Reviews

Jun 3, 2024
Mixed Feelings
This "cute girls doing cute things" anime was absolutely amazing, from start to finish. The animations were top notch and among the top quality I've seen, anywhere. The world this anime draws you into is beautiful, and leaves you wishing you could live in that world when you run out of episodes. After this anime ended, I just kind of sat there, not wanting to start anything else for the time being because it would ruin the mood.

This anime is also flawed. Well, "flawed" isn't maybe the best word for it. It's ambiguously fanservicey in a way that's ambiguously inappropriate.

Akebi is a middle school girl who wants to wear her sailor uniform to school and make lots of friends. She's an outgoing, friendly, lovely, and beautiful young girl who spends all her time at school making friends with her classmates, learning more about them, and helping them to overcome issues.

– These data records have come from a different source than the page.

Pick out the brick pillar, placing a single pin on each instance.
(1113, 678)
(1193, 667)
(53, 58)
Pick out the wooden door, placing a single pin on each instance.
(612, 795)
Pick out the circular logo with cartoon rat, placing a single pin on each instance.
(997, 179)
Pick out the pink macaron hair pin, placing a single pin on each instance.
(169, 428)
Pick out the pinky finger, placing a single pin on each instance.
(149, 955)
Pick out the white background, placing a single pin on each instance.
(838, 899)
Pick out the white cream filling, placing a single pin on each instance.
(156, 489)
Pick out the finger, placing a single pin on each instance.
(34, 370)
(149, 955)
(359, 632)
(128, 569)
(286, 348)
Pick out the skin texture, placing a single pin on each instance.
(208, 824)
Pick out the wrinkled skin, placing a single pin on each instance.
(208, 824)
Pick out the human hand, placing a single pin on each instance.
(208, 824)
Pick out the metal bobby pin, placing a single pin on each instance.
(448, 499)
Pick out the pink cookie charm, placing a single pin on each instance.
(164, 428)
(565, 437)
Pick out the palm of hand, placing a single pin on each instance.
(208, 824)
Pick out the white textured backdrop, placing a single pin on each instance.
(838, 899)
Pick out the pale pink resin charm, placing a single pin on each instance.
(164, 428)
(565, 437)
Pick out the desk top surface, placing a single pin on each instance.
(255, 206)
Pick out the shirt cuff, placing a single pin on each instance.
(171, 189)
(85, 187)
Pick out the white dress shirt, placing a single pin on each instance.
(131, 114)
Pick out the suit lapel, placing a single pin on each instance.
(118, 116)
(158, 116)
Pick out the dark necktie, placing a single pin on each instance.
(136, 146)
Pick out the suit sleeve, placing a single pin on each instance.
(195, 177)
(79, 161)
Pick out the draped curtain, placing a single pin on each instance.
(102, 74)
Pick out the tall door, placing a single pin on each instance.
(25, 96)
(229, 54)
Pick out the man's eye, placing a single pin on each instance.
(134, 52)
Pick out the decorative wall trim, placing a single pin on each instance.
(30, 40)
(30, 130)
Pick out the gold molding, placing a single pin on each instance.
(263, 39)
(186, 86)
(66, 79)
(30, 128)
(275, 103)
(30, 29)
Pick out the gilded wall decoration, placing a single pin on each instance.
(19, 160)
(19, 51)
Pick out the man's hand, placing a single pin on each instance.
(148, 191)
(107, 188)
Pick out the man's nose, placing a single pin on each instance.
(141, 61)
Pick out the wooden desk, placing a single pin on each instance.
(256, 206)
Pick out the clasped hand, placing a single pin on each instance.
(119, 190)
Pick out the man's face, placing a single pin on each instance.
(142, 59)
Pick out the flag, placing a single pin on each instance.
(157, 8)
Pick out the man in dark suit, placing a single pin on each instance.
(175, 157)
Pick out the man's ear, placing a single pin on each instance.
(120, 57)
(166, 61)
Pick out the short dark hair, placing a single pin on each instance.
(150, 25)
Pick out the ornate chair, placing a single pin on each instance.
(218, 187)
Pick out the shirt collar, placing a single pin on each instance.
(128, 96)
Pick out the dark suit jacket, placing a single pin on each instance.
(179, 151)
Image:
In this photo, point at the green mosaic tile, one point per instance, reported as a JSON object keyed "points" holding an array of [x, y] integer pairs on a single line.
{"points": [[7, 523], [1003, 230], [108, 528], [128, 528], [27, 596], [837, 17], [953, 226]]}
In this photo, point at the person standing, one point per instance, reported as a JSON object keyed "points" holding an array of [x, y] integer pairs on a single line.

She doesn't do that by heavy-handedly trying to psychoanalyze them, she just... is their friend, and it's her friendship that's healing to them. Her world is bright and beautiful, the music is amazing, everything about this anime is beautiful and lovely and cheerful, and if it weren't for one thing, it would be absolutely perfect.

It's an anime about friendship, and the healing power of friendship.

It's also got an amazing amount of highly specific fanservice.

The thing about this anime is that the fanservice is ambiguous. There's nothing about it that pops out at you, and you'll say "that was awful, I'm not watching this!". No, it's far more subtle than that. Two people can look at the same fanservice and take two completely different interpretations from it, one a lot more wholesome than the other. This wouldn't be a problem except this appears to be absolutely deliberate. It pulls right up to the line, and only just *barely* crosses it, if at all. In fact, it's almost masterful how well they sidle right up to that line. Even after watching all twelve episodes and enjoying the *heck* out of it, I wasn't exactly sure how to feel about it. Did I just watch a wholesome anime that celebrates friendship, adolescence and femininity, or did I watch a fetishistic, fanservicey mess that focuses on thirteen or fourteen year old middle school girls? The truth is, I *still* am not quite sure which of those I watched. Because it's so ambiguous, I decided to choose the more wholesome interpretation, but I don't blame anyone for, well, not.

It's actually rather a shame, because without these elements it would be a far better anime. It also wouldn't have the same beautiful atmosphere as it currently does because some of these quasi-innocent elements are core to the personality of this anime.

This was an amazing anime. It really was. It's beautiful, it's well made, the world it creates and pulls you into is bright, happy, and cheerful. And it left me feeling this really weird combination of "iyashikeied" and a bit unsettled.

To this day, I still don't know if it's Yuri. And that, right there, encapsulates the ambiguity that pretty much defines this anime.

So, for that reason, even though I personally rated it highly, I'm rating this "mixed feelings", because it's polarizing. Either you see it as containing implied quasi-innocent adolescent exploration, or as fetishizing early teenage girls. I can't predict which you'll take away from it. So... watch at your own risk, but if you can set all that aside, this is an absolutely beautiful anime that you won't regret watching.